Геннадий ГУДКОВ: “Сейчас я не вижу эффективных механизмов, которые позволили бы в кризис системе не зашататься. Правительство все время опаздывает, делает ошибки просто из-за того, что оторвано от полемики, реальной жизни, а решения принимаются в узком кругу. В результате весь мир снизил процентные ставки, а мы повышаем. Кредитование в стране полностью убито. Правительство вливает деньги в экономику, и само потом не может понять, а куда они делись? Коррупцию не можем победить потому, что власть боится стать объектом контроля. Все законы на эту тему, даже которые вносит президент, — выхолащиваются, превращаются в декларации о хороших намерениях.

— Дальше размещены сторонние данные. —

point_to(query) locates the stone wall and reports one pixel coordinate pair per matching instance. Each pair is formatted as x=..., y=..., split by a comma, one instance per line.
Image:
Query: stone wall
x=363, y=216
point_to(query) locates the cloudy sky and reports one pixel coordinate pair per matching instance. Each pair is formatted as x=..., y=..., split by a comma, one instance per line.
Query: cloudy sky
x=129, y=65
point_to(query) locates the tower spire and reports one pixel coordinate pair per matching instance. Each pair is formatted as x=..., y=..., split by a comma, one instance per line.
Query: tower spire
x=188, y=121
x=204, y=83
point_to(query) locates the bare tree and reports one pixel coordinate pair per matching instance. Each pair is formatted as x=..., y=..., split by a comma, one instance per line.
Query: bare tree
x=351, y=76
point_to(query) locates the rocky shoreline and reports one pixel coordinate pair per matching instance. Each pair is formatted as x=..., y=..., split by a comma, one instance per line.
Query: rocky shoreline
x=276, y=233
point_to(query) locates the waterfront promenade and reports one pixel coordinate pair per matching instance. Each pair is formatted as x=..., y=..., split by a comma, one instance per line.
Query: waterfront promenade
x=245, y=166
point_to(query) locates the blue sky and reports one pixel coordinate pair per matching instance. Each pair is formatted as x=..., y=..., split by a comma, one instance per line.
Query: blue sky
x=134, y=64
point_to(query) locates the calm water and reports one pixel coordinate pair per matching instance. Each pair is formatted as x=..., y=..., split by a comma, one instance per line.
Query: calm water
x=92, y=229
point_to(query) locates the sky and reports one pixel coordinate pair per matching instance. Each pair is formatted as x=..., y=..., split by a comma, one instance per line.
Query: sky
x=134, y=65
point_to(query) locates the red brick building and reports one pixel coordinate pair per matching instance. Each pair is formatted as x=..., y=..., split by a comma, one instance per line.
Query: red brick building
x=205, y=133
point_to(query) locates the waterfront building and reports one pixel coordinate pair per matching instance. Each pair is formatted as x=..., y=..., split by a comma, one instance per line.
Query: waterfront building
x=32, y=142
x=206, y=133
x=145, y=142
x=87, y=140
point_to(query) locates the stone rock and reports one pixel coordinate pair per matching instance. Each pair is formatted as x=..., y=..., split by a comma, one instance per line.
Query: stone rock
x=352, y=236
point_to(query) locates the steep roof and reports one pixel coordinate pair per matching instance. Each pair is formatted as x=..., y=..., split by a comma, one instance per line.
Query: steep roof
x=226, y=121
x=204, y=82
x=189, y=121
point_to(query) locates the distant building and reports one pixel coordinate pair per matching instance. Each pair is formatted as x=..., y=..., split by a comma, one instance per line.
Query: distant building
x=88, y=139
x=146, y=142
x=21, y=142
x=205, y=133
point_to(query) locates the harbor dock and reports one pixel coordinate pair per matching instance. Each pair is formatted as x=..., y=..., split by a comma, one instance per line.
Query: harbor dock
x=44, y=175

После победы “Единой России” в 2007-м бюрократическая система окончательно прекратила диалог с обществом и впала в великость. Тех, кто путался под ногами со своими предупреждениями и мешал их маршу, окончательно перестали замечать. Вот и дошагались… Однако у Дмитрия Медведева по-прежнему есть шанс стать вторым Петром I, а может быть — совершить еще более значительный прорыв, если он осознает необходимость глубинных конституционных реформ. Если Медведев замыслит и вместе с Путиным проведет серьезную реформу управления государством — это будет прорыв на 500 лет вперед. Потому что все это время мы живем при монархии, которая называется по-разному, но суть остается прежней”.

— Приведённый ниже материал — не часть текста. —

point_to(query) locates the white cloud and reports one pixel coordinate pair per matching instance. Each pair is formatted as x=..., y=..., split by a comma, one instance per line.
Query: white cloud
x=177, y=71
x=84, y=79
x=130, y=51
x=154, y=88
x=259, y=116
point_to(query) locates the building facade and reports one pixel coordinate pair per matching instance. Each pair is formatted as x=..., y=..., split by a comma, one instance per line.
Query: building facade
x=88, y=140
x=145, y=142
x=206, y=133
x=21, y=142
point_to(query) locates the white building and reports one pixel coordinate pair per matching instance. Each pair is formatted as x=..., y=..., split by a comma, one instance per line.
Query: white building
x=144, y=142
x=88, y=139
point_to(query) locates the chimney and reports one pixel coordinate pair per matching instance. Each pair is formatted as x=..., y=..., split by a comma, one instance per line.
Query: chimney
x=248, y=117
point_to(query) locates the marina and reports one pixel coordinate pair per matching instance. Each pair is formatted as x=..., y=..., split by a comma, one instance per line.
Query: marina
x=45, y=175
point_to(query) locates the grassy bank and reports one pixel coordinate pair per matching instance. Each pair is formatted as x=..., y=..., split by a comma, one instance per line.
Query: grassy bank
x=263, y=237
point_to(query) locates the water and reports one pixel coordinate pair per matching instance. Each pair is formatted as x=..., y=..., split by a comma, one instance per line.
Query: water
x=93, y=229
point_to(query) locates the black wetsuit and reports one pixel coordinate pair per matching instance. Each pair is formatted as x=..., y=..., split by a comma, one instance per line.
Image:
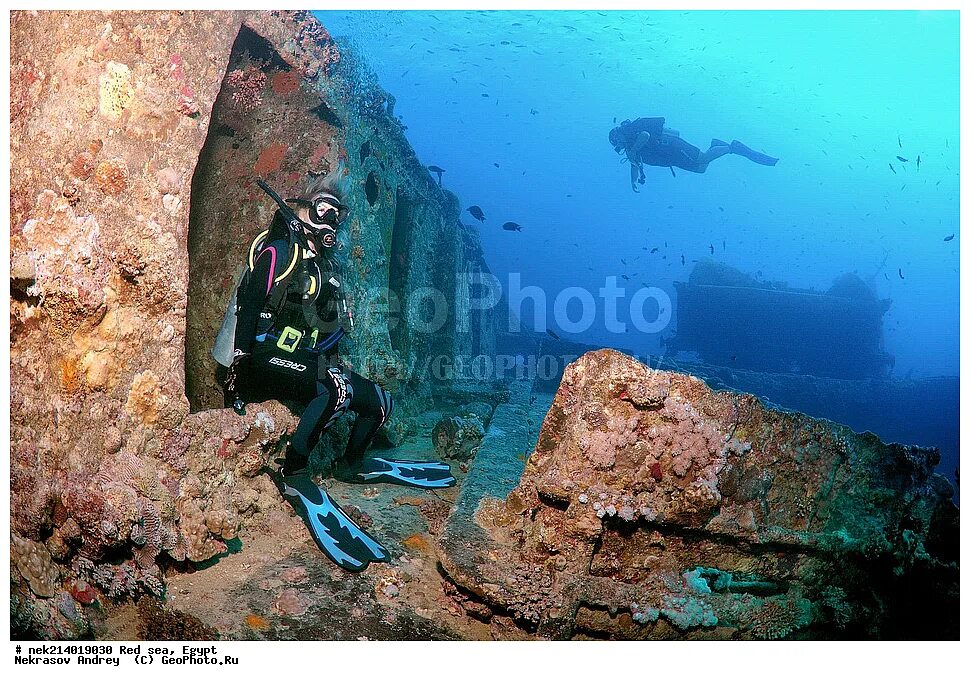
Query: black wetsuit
x=288, y=320
x=662, y=150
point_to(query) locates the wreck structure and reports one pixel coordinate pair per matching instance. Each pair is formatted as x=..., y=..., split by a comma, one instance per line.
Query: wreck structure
x=649, y=506
x=733, y=320
x=136, y=141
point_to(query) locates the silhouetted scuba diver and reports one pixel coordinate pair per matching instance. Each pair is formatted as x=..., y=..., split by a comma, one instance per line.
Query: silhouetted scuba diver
x=284, y=324
x=646, y=141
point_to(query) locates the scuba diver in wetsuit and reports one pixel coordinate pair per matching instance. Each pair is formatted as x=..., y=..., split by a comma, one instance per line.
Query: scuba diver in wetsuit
x=290, y=313
x=646, y=141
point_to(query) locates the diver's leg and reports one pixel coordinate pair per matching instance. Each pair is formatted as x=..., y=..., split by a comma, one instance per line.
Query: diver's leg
x=329, y=403
x=373, y=406
x=334, y=532
x=716, y=151
x=752, y=155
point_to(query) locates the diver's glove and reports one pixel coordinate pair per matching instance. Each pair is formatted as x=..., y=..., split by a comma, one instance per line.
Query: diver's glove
x=421, y=474
x=344, y=542
x=241, y=365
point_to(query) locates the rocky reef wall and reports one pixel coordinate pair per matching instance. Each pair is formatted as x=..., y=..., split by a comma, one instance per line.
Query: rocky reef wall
x=136, y=140
x=655, y=508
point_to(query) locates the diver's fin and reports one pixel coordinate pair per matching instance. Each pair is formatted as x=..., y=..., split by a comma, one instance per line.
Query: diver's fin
x=752, y=155
x=334, y=532
x=422, y=474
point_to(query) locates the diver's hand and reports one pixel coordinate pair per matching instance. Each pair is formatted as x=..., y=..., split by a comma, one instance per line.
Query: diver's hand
x=241, y=365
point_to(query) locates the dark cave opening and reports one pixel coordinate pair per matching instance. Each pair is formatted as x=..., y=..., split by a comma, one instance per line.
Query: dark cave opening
x=398, y=269
x=372, y=188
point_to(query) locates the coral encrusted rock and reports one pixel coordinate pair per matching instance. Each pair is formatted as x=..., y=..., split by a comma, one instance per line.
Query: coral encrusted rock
x=654, y=507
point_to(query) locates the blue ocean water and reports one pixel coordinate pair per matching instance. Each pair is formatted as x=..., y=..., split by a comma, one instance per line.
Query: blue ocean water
x=517, y=107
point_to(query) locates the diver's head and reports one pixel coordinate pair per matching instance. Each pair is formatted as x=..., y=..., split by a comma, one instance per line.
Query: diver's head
x=320, y=209
x=615, y=140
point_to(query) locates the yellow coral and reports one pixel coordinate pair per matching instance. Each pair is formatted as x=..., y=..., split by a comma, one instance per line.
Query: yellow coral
x=116, y=90
x=145, y=399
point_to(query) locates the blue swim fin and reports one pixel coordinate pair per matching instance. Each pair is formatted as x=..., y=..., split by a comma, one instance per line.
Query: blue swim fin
x=752, y=155
x=335, y=533
x=422, y=474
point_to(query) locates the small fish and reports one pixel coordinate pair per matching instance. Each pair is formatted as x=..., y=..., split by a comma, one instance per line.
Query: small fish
x=437, y=171
x=476, y=213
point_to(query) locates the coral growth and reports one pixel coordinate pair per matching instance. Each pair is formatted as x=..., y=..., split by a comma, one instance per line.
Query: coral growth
x=247, y=87
x=707, y=515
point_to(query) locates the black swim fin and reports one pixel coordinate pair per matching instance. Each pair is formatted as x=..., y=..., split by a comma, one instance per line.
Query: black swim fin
x=422, y=474
x=334, y=532
x=751, y=154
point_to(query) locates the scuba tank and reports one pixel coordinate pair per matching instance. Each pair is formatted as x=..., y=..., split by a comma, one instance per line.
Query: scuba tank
x=223, y=348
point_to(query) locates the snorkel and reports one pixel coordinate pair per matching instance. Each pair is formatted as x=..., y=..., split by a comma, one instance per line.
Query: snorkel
x=297, y=228
x=293, y=223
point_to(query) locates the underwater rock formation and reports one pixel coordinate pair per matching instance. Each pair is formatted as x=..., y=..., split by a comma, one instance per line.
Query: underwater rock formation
x=135, y=141
x=654, y=507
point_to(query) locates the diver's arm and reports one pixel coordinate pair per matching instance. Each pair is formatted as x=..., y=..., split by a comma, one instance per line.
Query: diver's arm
x=251, y=299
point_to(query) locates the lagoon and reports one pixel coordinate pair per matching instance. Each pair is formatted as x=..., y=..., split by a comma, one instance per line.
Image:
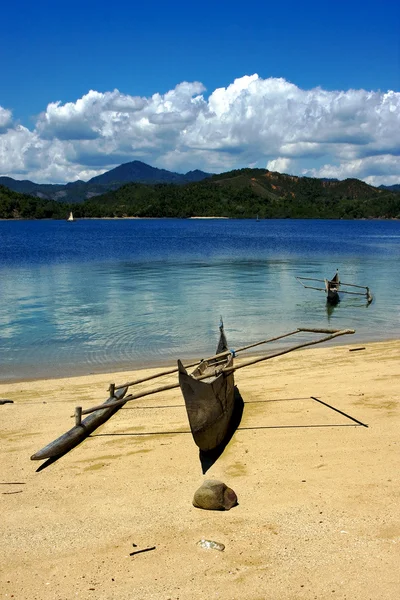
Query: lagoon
x=100, y=295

Дмитрий ОРЕШКИН: “Если дела будут идти совсем плохо, то часть “коллективного Путина”, которая держится жесткой линии, будет продавливать такие меры, как введение чрезвычайного положения и отмену вообще всяких выборов: не до шалостей, надо сплотиться. Если людям совсем перестанут платить зарплату, они будут выходить на улицы и только провоцировать такое решение своими акциями. Путин и Медведев, безусловно, понимают: закручивая гайки, можно законсервировать негативную ситуацию, но не решить ее. Но поскольку лично их жизни сложились, они заняли ведущие роли — соблазн законсервировать такое положение еще на несколько десятилетий наверняка будет…

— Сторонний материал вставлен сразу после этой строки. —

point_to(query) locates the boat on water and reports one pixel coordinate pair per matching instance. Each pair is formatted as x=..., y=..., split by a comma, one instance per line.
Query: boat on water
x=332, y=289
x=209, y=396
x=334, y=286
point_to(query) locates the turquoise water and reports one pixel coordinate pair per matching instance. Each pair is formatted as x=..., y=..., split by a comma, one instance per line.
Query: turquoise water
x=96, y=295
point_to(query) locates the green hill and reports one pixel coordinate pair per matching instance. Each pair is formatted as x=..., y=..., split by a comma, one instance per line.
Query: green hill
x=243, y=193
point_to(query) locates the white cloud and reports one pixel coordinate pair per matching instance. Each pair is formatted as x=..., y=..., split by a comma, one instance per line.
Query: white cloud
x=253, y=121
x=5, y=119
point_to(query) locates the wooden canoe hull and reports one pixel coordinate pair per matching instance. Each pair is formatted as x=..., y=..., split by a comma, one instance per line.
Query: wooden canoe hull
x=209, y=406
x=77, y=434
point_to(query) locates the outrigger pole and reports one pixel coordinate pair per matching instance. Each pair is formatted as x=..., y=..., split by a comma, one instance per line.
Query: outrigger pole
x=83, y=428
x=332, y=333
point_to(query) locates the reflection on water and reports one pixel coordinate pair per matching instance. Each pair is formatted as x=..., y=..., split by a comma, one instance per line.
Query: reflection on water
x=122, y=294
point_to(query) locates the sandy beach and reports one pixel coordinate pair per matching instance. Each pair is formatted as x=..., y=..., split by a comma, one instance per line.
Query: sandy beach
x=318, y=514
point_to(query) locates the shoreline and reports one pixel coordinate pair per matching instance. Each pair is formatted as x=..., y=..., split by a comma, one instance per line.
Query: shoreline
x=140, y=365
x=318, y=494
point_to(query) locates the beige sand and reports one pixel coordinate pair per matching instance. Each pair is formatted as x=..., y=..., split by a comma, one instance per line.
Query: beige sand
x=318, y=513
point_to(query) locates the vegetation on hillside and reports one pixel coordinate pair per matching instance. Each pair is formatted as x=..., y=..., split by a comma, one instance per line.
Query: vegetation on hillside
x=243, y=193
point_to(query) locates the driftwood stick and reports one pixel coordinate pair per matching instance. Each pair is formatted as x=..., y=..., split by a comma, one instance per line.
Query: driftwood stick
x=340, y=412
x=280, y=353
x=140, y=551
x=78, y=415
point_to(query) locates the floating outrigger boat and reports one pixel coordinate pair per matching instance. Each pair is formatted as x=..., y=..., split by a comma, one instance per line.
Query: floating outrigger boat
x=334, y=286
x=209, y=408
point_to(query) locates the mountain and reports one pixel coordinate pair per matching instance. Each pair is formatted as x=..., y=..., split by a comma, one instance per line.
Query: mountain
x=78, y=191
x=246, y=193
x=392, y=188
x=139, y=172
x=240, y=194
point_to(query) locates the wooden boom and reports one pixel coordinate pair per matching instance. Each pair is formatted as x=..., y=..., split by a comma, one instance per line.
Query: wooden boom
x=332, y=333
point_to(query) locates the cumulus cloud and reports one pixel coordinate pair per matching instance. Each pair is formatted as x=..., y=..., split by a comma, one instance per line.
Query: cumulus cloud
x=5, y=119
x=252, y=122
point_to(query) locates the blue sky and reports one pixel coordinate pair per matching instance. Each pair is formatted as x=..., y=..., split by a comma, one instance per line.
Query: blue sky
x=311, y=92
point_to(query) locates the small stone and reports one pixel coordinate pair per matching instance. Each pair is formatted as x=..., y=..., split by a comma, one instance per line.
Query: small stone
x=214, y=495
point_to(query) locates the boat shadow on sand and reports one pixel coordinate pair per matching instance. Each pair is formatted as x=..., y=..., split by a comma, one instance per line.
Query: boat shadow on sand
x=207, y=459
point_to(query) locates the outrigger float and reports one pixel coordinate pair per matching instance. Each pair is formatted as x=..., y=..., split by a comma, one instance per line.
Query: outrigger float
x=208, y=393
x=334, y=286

В разных прогнозах все чаще фигурирует создание союзного государства. Если не получится с Белоруссией — то с Южной Осетией. Это не важно — с кем, лишь бы можно было поменять некоторые правила игры и вернуть Путина на позицию первого лица в государстве.

Естественно, не хочется быть пессимистом. Но первые лица государства понимают, что их политический капитал из-за кризиса тает, и в любом случае будут искать те или иные возможности, чтобы переломить ситуацию, причем уже в ближайшие месяцы, потому что через год может быть поздно”.

Основные этапы реформы

 

1. Продлены сроки полномочий президента до 6 лет и депутатов Госдумы до 5 лет.

2. Изменен порядок формирования Совета Федерации. Поправки вступят в силу в 2011 году, после чего сенаторами смогут быть только депутаты региональных заксобраний или органов местного самоуправления.

3. Отменен денежный залог на выборах всех уровней.

4. Все законодательные инициативы будут проходить экспертизу в Общественной палате РФ.

До конца весенней сессии Госдумы будут внесены следующие изменения в законодательство:

5. Кандидатуры на пост губернатора президенту будут представлять партии, победившие на выборах в региональное заксобрание.

6. Депутаты местных парламентов смогут отрешать от должностей избранных мэров.

7. Количество подписей, необходимых для регистрации партии на выборах в Госдуму, планируется снизить с 200 тысяч до 100—120 тысяч.

8. Количество членов, необходимое для регистрации партии, планируется снизить с 50 до 40 тысяч.

9. Партии, не преодолевшие 7-процентного барьера, но набравшие на выборах в Госдуму более 5% голосов, получат два-три мандата.